Semua orang takut, tapi aku berpikir menjadi seorang ibu memperbesar rasa takut itu. Aku membawa Imri jalan-jalan di keranjangnya di gang rumah orangtuaku, berjalan mondar-mandir agar kami tidak terlalu jauh dari tempat perlindungan bom mereka. Saat sirene berbunyi, aku berlari kencang, jantung berdebar kencang, hanya memikirkan untuk segera membawa Imri ke sana dengan cepat dan aman, sambil berpikir itu hanyalah permainan. Pada waktu lain, dia bersama ibuku dan aku segera menghubunginya untuk memastikan mereka sudah menemukan tempat perlindungan. Pada waktu lain, aku mendengar sirene dan berputar panik melihat itu hanyalah anak kecil mengendarai sepeda mainan berbaterai.
Menjadi seorang ibu memperbesar amarahku juga. Kemarahanku. Pada pembunuh kejam yang melakukan ini, orang-orang yang dipandu oleh kejahatan, yang melupakan apa artinya menjadi manusia. Orang-orang yang membakar rumah. Orang-orang yang memperkosa wanita. Orang-orang yang membunuh bayi.
Aku juga marah pada pemerintah saat ini. Mungkin karena enam jam yang diperlukan sejak pembantaian dimulai hingga mereka mengadakan pertemuan pertama. Mungkin karena lima hari penyempurnaan politik sebelum mereka bisa membentuk pemerintahan persatuan dan mulai bekerja sama untuk menghentikan kekejaman.

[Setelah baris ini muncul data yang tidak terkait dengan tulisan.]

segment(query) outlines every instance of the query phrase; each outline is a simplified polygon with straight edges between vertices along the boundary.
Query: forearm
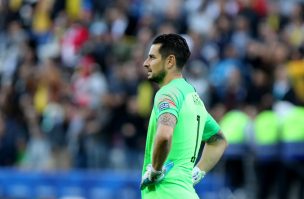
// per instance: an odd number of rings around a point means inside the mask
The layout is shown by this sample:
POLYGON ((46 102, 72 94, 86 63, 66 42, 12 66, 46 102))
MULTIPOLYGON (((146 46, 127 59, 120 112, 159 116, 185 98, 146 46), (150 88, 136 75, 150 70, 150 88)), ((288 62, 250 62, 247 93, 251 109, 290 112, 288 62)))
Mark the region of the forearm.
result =
POLYGON ((160 171, 168 157, 171 148, 171 140, 157 136, 155 141, 152 156, 152 166, 155 170, 160 171))
POLYGON ((159 117, 154 148, 152 154, 152 167, 160 171, 169 154, 176 118, 170 113, 159 117))
POLYGON ((205 144, 203 153, 197 166, 205 172, 210 171, 222 157, 226 144, 211 145, 205 144))
POLYGON ((205 172, 210 171, 221 159, 227 141, 221 131, 212 136, 206 143, 197 166, 205 172))

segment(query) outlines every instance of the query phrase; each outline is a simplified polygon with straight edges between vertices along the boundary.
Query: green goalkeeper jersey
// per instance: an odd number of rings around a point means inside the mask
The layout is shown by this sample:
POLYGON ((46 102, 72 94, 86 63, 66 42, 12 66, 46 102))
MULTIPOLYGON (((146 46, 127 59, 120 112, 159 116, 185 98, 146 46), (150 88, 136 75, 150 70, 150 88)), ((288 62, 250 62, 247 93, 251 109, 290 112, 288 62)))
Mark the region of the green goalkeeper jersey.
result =
POLYGON ((193 86, 183 78, 172 80, 163 86, 154 98, 142 174, 145 173, 146 166, 152 163, 157 120, 163 113, 171 113, 177 118, 171 150, 167 157, 167 161, 174 162, 174 167, 159 184, 143 190, 142 197, 197 198, 192 184, 192 169, 201 142, 216 134, 220 130, 219 125, 206 111, 193 86))

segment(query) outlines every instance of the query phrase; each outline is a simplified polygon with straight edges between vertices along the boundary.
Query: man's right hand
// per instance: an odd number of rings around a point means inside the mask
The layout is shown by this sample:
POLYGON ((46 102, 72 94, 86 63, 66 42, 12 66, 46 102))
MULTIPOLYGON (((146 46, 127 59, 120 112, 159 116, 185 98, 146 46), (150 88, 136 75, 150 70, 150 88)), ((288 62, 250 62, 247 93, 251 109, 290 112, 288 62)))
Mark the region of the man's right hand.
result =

Mungkin karena mereka membuat Mahkamah Agung dan media seolah-olah musuh Negara, melupakan sepenuhnya tempat kami tinggal. Mungkin karena mereka adalah pahlawan Twitter yang telah menyiarluaskan kebencian dan rasisme selama berbulan-bulan, tapi sunyi, tidak ada di mana pun ketika bangsa yang ketakutan membutuhkan seseorang untuk memberitahu kami apa yang sebenarnya terjadi. Mungkin karena mereka adalah yang seharusnya melindungi kami.
Mungkin karena mereka membuatku meragukan apakah Israel adalah tempat yang tepat untuk membesarkan anak.
Aku dulu bukan seorang ibu – aku melahirkan Imri kurang dari 10 bulan lalu. Aku mengalami Israel sebagai prajurit, sebagai pegawai negeri di pemerintahan, sebagai penasihat menteri di pemerintahan sebelumnya. Aku memiliki pendapat dan pandangan politik, tapi tidak sekarang. Beberapa hari ini, satu-satunya yang kupunya adalah emosi bergejolakku. Beberapa hari ini, aku seorang ibu.
Imri dan aku adalah wanita dan anak-anak. Wanita dan anak-anak, yang seharusnya tetap menjauh dari perang dan pembunuhan, dengan segala biaya. Yang jika dibiarkan sendiri, tidak akan pernah membiarkan semua ini terjadi. Yang telah diseret masuk.
Hari ini, fokus utamaku adalah melindungi bayiku. Tapi sebenarnya, dia telah melindungiku. Dengan senyumnya, gigi kecil itu mencuat dari bagian bawah. Cara dia memandangku dengan mata besarnya, menungguku menggendongnya dari boks bayinya, tahu aku akan melakukan apa saja untuknya. Pagi ini, aku mencium perutnya yang lembut saat mengganti popoknya. Dia tertawa. Aku melakukannya lagi, dan dia tertawa lebih keras, mengangkat tangannya untuk menyentuh wajahku, menghela napas gembira. Aku melakukannya lagi dan lagi, hanya agar bisa mendengarnya tertawa.